From: Steve Arnold (stevearn_at_microsoft.com)
Date: Sun Feb 22 2004 - 22:05:47 PST
The authors of this paper suggest a different way of storing data on a
disk. Instead of using linked indexes, as are traditionally used, they
are using a log, much like a database might use a log to store
information. Usually file systems have poor performance on writes. They
are trying to remedy this by caching the writes in memory before
committing them to disk. They also argue that current systems take too
many accesses to do simple operations. All the buffered writes get
written sequentially at the same time to improve performance.
The authors try to show that there are two kinds of data, that which is
long-lived (and infrequently accesses) and that which is hot
(short-lived and frequently accessed). After doing some trial runs, they
find that they need to treat the two cases separately. The interesting
case is that which is long-lived.
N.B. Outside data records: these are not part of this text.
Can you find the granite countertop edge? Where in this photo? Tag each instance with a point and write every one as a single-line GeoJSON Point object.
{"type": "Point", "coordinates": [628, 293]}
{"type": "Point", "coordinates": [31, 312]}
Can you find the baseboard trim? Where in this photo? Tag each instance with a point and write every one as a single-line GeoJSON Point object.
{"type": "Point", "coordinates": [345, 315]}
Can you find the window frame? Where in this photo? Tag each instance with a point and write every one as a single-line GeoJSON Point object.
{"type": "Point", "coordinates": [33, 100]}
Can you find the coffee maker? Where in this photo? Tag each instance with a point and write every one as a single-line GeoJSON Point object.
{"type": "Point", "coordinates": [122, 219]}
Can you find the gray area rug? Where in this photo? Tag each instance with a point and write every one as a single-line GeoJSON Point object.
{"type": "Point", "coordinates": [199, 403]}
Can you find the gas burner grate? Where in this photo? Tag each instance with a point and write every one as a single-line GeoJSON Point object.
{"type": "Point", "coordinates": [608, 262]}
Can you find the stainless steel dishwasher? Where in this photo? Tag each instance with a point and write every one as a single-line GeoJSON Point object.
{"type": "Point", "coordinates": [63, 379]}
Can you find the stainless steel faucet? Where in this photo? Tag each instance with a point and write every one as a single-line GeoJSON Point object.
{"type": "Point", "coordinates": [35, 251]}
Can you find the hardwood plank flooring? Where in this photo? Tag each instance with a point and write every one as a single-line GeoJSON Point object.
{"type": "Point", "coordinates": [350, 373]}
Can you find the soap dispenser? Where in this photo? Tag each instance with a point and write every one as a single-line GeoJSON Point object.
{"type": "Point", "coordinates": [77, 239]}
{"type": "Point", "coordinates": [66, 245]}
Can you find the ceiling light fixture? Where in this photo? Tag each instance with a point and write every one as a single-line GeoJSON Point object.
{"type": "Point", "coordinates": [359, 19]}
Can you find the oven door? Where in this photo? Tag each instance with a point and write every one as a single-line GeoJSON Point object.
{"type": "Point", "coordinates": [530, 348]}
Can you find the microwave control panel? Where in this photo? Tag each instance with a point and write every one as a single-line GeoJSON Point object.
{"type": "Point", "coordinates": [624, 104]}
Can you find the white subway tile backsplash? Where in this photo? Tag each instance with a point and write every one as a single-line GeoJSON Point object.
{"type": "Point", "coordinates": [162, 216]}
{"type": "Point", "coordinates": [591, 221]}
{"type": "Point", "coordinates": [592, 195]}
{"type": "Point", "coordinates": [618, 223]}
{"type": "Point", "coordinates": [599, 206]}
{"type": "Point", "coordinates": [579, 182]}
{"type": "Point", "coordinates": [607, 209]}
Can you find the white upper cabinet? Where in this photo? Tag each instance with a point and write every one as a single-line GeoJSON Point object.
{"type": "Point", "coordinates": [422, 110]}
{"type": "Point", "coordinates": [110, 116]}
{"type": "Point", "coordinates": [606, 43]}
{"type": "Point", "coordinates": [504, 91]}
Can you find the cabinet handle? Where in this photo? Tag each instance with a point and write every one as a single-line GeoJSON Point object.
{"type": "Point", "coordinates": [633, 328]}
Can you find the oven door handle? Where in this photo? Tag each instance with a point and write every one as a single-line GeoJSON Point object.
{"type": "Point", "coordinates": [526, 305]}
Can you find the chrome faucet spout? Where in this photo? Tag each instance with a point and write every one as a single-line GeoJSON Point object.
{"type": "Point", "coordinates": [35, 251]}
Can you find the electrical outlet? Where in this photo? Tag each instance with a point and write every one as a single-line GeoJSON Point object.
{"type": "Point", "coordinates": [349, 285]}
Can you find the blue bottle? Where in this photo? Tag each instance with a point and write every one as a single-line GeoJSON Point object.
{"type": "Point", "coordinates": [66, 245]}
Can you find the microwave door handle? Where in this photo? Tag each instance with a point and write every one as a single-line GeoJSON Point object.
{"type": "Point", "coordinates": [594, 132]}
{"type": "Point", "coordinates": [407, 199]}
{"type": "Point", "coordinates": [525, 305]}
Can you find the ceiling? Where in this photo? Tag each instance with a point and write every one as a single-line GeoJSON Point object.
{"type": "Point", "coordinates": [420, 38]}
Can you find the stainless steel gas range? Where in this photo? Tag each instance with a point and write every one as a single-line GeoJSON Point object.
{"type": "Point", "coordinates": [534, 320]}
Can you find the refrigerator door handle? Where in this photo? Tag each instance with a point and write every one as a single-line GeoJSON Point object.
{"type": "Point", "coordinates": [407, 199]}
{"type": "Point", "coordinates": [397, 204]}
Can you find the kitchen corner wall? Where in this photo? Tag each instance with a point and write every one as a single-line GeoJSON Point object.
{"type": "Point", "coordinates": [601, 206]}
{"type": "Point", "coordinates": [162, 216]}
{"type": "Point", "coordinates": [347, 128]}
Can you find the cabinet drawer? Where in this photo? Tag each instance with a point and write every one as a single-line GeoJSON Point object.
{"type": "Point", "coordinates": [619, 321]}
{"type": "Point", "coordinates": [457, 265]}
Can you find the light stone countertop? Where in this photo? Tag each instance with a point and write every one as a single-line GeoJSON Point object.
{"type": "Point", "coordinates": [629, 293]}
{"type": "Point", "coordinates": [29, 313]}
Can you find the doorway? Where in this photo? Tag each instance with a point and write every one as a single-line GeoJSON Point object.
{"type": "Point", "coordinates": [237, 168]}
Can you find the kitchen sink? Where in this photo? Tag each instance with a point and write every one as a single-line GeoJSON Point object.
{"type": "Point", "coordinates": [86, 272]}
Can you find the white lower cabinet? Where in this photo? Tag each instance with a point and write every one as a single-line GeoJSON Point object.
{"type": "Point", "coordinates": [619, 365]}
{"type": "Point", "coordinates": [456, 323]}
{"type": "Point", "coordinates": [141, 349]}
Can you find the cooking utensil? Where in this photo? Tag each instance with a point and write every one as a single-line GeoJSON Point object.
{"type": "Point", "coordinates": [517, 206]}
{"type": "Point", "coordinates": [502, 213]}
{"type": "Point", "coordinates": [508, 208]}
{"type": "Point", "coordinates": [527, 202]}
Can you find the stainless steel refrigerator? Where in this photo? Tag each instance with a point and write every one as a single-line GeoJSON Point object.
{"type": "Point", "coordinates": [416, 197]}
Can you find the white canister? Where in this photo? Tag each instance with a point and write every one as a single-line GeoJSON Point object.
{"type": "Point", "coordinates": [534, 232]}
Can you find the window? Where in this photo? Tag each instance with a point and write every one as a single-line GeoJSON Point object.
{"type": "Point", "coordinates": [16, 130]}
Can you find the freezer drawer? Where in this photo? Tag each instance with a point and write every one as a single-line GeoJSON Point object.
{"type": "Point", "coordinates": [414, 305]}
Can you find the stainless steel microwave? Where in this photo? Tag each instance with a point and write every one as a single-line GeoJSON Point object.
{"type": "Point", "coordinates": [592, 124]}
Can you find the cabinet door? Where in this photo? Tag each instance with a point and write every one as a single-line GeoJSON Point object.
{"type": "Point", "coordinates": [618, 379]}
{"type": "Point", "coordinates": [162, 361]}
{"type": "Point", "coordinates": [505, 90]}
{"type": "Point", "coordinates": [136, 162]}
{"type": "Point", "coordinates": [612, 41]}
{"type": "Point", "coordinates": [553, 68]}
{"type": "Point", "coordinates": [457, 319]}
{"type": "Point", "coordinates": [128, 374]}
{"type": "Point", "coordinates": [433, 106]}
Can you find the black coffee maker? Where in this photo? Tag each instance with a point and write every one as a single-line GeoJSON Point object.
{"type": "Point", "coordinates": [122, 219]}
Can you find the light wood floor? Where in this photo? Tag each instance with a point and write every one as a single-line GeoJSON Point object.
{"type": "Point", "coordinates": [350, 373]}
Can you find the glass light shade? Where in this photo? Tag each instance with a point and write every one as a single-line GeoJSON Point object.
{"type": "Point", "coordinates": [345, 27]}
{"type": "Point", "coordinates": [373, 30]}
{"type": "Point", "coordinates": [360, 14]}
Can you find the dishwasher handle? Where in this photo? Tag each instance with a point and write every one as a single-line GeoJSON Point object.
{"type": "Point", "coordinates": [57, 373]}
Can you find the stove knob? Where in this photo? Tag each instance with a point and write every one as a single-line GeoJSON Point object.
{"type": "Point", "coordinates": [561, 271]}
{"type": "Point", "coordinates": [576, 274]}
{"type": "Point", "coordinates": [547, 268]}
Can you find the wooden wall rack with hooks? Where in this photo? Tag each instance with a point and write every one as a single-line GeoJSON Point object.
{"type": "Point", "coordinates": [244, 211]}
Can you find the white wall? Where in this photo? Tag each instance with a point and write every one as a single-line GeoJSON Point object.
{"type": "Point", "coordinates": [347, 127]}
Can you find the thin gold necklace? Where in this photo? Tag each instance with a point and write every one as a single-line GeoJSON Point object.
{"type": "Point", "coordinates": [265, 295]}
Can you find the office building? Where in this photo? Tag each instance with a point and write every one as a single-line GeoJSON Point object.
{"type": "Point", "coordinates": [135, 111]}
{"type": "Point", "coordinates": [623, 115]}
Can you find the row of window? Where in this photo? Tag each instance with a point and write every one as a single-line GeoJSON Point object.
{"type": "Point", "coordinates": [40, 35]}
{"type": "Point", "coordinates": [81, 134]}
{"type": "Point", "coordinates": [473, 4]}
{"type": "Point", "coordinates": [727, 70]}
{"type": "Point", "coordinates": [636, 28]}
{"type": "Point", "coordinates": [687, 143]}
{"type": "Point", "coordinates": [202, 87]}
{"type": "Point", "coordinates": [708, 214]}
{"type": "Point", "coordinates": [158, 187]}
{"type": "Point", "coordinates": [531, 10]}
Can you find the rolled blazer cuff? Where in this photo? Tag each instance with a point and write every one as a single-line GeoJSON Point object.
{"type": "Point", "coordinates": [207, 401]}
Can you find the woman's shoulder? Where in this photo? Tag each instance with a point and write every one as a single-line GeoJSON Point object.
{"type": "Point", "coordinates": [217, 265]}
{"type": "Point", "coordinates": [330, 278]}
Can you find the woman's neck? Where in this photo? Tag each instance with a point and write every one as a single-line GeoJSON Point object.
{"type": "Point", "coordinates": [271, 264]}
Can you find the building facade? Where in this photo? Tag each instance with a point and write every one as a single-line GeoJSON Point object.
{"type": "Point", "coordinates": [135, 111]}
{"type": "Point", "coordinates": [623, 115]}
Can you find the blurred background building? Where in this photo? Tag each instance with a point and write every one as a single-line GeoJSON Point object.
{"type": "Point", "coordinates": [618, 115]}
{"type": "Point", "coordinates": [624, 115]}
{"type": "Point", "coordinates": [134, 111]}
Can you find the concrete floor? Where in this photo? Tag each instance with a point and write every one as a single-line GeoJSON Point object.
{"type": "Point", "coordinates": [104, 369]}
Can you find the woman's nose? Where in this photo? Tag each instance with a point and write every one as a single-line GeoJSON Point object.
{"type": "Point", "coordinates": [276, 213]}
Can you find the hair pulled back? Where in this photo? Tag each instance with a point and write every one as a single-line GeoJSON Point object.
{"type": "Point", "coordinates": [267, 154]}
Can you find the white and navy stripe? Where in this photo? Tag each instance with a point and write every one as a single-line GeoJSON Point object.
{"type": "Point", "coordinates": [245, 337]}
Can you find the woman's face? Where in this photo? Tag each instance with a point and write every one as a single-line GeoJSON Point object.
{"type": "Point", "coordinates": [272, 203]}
Why? Because it must be cleaned up
after. The logs can end up with fragmented free space. In order to
re-capture this space, they have to do some housecleaning. This can be
costly, although it is not something they do all the time.
It seemed to me that their initial results were only slightly better
than a traditional file system. However, they do suggest that there are
several things that could be tweaked, such as when to run the segment
cleaner, how many segments get cleaned at once, which segments to clean,
and how are live blocks grouped? I'd like to know if they took this any
further.
It seems to me that this would work good for special application that
rely on doing a lot of writes (e.g., database systems). For systems that
do mostly reading, is it worth the overhead?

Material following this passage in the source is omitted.